Recently David Brooks had an article posted in the Baltimore Sun digital edition. Brooks was talking about how to make America great. It was a very well written and thoughtful article. The idea, however, was universal about all things to make great. When one finds stagnation, broken structures, and a lessening of positive outcomes, change is required. The reason I mention the article is not political but rather because of the line, I read after two separate calls with two different accounting firms on two different coasts.
“I’ve found that about a third of the people I encounter in this work get the power of culture and the importance of culture change, and two-thirds don’t really see the culture.

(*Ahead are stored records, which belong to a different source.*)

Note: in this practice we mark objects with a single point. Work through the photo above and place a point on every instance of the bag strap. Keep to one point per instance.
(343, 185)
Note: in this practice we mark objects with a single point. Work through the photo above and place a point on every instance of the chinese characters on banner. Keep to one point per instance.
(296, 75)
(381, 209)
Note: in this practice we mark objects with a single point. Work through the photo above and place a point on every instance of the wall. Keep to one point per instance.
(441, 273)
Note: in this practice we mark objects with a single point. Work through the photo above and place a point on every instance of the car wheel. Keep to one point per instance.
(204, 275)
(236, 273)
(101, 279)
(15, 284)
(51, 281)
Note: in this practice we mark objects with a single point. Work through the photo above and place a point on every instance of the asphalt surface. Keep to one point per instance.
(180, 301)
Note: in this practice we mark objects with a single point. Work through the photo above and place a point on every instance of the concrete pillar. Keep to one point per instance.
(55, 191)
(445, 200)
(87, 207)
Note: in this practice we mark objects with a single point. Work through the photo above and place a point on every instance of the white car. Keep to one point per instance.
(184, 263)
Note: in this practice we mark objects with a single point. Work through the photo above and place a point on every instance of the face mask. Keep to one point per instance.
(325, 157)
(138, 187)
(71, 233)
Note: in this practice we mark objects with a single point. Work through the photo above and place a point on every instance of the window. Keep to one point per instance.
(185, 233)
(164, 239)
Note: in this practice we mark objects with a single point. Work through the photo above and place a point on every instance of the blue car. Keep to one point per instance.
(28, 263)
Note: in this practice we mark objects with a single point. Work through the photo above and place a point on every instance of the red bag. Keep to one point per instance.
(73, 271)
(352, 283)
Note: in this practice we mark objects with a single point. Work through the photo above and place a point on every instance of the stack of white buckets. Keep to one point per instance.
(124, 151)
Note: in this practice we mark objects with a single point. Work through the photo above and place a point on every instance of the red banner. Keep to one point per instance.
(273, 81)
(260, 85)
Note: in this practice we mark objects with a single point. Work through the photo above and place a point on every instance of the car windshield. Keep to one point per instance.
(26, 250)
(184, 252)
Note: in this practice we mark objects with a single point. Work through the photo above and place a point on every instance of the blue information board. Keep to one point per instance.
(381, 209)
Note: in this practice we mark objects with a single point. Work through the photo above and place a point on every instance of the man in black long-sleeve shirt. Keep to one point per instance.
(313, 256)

They focus exclusively on what can be quantified.”
In both discussions, the Partner owner was stressed. Now given that it was 4 days after October 15, 2020, the stress was to be expected. An extended tax season, COVID-19, and virtual work (a first world problem) all against a backdrop of the deluge of apps, trade journals, and society driven information telling them they can be a firm for the future.
Both of these gentlemen had exactly the same problem. They bought all the tech, went to all the classes, webinars, and moved to flat-rate and value-added billing but nothing changed. They were still backed up on work with clients not caring and not finding value and employees saying they were so very busy. They had forgotten the last part of all this firm of the future and AI promise, stated so succinctly in Brook’s article.
“And yet changing the national (place Firm in here) mindset, the values, the norms, is the difficult and necessary work.”
What had they not done? Shown both the employees of the firm and the clients what the change could bring and how it could be accomplished. Change is a cause for fear for most living things. But change also brings the required growth. So, guess who realized they had to change first? Yep both partners, in two different firms, on two different coasts with exactly the same problem had to be the first step in the change. Take ownership of what you want your firm to be.
I gave them a seven-step outline to go through with their employees. Told them to set up a Zoom/Teem/ Humm/Blue jeans… whatever meeting. Send out DoorDash coupon codes so they could buy them all lunch and spend 1-2 hours going over steps 1-3 of the seven-step plan while enjoying the lunch.